Compared to thermodynamic stability, amyloid formation kinetics appears to be much more challenging to model from primary sequence alone. Our understanding of the complexity of amyloid growth kinetics continues to evolve. Spontaneous amyloid formation initially depends on a primary nucleation event. To the extent that the kinetic nucleus resembles the final amyloid structure, we might expect that kinetics of formation, like the thermodynamic stability, will depend on how well the amyloidogenic sequence packs into the fibril core structure. While nucleus stability is expected to contribute to the spontaneous aggregation rate, however, there are clearly many other factors that determine nucleation efficiencies and rates.

For example, nucleation mechanisms can vary dramatically. In some cases, nucleation simply depends on productive assembly of a nucleus from a pool of monomers32, as described in the general thermodynamic model of nucleated polymerization33. In contrast, in many other cases, the appearance of amyloid fibrils is preceded by the appearance of a variety of oligomeric aggregates, any one of which might serve as either the phase within which nucleation occurs23,34 or as an inert phase that potentially could negatively impact nucleation and growth by decreasing the effective monomer concentration. Depending on the nucleation mechanism, the concentration dependence of spontaneous aggregation rates will also vary21,32.

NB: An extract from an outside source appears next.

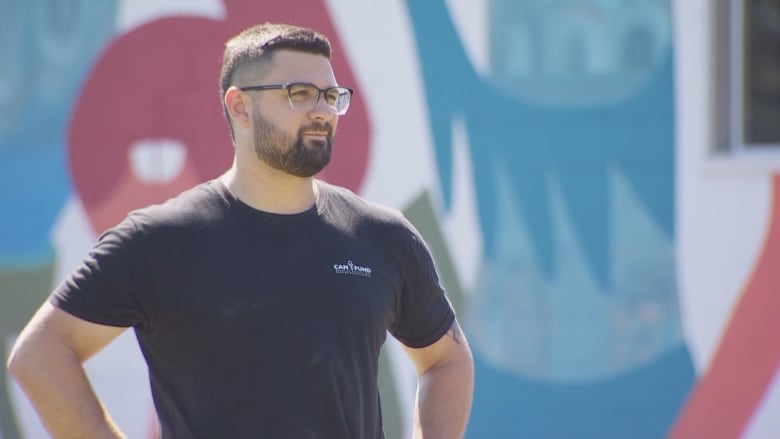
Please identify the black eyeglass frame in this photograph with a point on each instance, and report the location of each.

Another little appreciated component of amyloid nucleation is the second order rate constant for elongation. In the thermodynamic model of nucleation, nuclei arise from the ground state monomer in a highly unfavorable reversible equilibrium33. Without a robust elongation rate, those nuclei that transiently arise will not successfully engage an elongation cycle, but rather will collapse back into the ground state monomer ensemble. Thus, elongation rate not only impacts the rates of growth of existing fibrils, but also can impact the efficiencies with which nuclei are stabilized and become committed to fibril formation. This critical elongation rate depends on several factors. First, it depends on the concentration of elongation competent monomers in the ensemble. If the monomer is an intrinsically disordered protein35 that divides its time in solution between several conformations, some of which are elongation competent and some of which are not3638, then the ability of the monomer pool to facilitate nucleation by elongation will be diminished accordingly. In addition, the “dock-and-lock” kinetics of this process involves several microscopic rates and equilibria39, and presumably is potentially as complex and idiosyncratic as any protein folding reaction40.

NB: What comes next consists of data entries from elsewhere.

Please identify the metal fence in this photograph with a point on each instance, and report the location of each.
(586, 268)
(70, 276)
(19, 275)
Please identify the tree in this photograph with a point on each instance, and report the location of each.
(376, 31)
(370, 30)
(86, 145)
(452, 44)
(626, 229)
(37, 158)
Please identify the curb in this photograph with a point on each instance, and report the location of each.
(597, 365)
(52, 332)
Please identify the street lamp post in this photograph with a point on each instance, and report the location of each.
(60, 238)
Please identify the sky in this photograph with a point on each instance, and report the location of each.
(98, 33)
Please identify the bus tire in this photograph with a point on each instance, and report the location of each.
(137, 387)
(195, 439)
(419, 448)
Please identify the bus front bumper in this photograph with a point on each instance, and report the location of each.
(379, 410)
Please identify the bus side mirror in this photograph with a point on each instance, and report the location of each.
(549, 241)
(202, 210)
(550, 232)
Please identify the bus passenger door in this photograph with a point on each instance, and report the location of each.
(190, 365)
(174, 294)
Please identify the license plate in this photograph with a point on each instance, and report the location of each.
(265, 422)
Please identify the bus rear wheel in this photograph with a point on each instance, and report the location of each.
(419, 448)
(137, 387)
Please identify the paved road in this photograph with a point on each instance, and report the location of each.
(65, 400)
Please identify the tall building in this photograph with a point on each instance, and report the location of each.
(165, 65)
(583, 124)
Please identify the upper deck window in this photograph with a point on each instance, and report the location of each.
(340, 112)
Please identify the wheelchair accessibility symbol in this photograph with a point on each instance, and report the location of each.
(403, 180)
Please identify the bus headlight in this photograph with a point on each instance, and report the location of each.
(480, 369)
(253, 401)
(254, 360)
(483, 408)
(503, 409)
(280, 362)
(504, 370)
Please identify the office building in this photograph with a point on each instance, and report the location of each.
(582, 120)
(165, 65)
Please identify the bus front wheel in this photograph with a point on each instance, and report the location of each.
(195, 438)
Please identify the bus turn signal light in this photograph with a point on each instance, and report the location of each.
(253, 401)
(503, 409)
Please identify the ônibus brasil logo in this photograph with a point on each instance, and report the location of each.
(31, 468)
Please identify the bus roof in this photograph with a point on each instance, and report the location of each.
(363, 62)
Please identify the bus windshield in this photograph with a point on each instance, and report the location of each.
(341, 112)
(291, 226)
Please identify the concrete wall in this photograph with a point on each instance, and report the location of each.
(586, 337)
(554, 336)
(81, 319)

The rates of conversion and stabilities of other stable or metastable species on the folding landscape can play major roles in determining amyloid formation kinetics. For example, a widely acknowledged component of protein aggregation kinetics, including for amyloid formation, is the degree to which the aggregation-prone sequence is buried in rigid, inaccessible higher structure (such as in a globular protein)2,41. Although Zyggregator attempts to build in a factor that takes into account this structural restriction, in the context of fibril growth conditions18, accurate primary sequence-based algorithms that take tertiary and quaternary structural constraints into account must await the arrival of robust methods for predicting, from primary sequence, not only protein structures but also the stability of those structures. Another complication is the potential to form alternatively aggregated, dead-end structures42 whose formation may be in kinetic competition with amyloid formation.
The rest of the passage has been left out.